そこには製品への深い愛情と思い入れがあり、つねに新しいものを生み出そうとする逆転の思考があった。現在はマネジャーとして、開発の現場を取り仕切っている。



わたしはもともとデザインや人間工学の勉強をしていて、1992年からサーモスの事業に携わり、一貫して開発の仕事をしています。
魔法びんという製品は、日常の生活にあって身のまわりにあるものです。家族や友人、地域の人など、ユーザーが身近にいて、自分の仕事の成果を実感できるのです。私の息子がサッカークラブに入っていて、週末は練習や試合などでグランドに行くことが多いのですが、そこでサーモスの商品を使っているユーザーの実態をリアルにみることができます。
実際にユーザーが身近にいて、彼らの生活を豊かにしたり、便利にしたりすることのできる喜びというのは、日用品を作っているからこそできる体験だと強く思います。
ステンレス魔法びんが生まれてもう20年。商品としてはすっかり成熟しているといえます。
そんな中、新しい製品を考えるには新たな仕掛けや発想が必要になります。知恵を絞る必要があります。従来の魔法びんは、コップと中栓というスタイルの商品で、温かいお茶を飲むのが主流でした。これを「冷たいものだけが飲めればいいじゃないか」と、ペットボトルのように直に飲むスタイルにしたものが現在大ヒットしているスポーツボトルです。
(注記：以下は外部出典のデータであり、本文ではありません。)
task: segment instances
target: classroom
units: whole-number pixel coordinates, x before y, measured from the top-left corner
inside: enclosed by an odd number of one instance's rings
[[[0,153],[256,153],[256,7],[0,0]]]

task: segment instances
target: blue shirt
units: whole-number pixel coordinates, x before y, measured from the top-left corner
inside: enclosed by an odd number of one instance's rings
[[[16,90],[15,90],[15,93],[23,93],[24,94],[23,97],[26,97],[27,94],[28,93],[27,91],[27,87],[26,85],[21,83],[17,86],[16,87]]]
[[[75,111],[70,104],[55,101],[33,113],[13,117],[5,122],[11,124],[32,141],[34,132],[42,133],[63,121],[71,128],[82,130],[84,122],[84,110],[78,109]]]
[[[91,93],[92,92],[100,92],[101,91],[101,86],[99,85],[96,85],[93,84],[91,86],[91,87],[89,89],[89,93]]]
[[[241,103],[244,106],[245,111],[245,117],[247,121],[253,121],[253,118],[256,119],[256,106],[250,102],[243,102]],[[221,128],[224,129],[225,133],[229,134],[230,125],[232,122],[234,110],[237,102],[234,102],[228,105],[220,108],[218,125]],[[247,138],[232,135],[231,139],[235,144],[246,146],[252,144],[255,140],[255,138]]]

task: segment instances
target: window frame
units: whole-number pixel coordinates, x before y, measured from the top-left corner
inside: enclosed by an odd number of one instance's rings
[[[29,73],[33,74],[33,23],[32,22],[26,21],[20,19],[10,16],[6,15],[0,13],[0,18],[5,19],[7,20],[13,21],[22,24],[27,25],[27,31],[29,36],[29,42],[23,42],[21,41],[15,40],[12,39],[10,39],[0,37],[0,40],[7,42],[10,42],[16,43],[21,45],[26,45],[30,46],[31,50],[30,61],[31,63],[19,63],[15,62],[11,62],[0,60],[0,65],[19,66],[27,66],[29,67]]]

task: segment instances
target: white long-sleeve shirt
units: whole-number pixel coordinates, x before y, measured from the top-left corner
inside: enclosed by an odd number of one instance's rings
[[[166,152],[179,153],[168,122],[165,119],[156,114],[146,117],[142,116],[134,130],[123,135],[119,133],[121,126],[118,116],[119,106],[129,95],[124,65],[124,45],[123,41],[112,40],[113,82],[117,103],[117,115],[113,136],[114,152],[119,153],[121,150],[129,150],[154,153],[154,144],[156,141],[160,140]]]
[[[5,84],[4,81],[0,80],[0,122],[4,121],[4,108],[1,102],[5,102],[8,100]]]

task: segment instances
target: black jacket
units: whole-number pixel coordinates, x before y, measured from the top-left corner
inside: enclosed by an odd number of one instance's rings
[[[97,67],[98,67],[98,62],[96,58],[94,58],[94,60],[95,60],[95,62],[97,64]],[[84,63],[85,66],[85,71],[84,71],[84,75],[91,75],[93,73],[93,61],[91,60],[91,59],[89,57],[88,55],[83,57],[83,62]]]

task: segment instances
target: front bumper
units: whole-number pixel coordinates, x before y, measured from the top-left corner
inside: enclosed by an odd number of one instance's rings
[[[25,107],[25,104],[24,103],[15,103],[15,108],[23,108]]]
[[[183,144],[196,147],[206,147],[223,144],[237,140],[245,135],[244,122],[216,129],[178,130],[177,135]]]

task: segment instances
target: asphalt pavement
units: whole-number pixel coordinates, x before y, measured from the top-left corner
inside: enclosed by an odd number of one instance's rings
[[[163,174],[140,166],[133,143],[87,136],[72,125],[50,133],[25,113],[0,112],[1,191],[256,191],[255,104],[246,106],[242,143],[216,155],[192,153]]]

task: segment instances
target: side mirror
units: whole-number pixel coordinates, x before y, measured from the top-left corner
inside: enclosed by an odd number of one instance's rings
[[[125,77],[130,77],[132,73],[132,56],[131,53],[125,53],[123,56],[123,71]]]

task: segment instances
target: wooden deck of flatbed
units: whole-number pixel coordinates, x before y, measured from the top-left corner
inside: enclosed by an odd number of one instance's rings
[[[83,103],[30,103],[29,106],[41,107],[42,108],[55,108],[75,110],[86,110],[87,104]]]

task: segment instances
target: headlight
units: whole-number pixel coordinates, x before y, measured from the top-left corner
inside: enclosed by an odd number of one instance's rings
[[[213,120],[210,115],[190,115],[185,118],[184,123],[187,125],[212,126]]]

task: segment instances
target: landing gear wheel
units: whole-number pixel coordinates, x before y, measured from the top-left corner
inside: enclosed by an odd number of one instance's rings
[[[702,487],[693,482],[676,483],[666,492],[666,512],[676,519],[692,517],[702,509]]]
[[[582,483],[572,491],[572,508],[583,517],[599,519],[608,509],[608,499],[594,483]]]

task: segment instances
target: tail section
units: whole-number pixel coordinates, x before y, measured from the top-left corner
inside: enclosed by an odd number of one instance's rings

この発想がお客さまのニーズに合っていたようで、とても大きな市場を新たに創造することができました。
このように発想を変えることによって、今までにない、全く新しい製品や市場を生み出すこともできるのです。
サーモスの開発の現場は、トップダウンではなくボトムアップで成り立っています。上から「これを作れ」ではなく、現場から「こんなものをやりたい」というスタイルでやっています。そしてそうした提案には、若手であっても担当を任せてみようというケースが多いのです。
ただし、セクショナリズムとは無縁の会社ですから、設計だけしているような設計バカではいられません。企画から設計、製造などすべての工程に携わることになります。すべてを自分ひとりの力ではできませんから、それぞれの現場の人とのやりとりを重ねるコーディネーターとしての役割が求められます。ですからデザインや設計など得意分野があることも重要ですが、それにも増して広い分野への好奇心をもっていることが必要です。そんな人に是非来ていただきたいと思っています。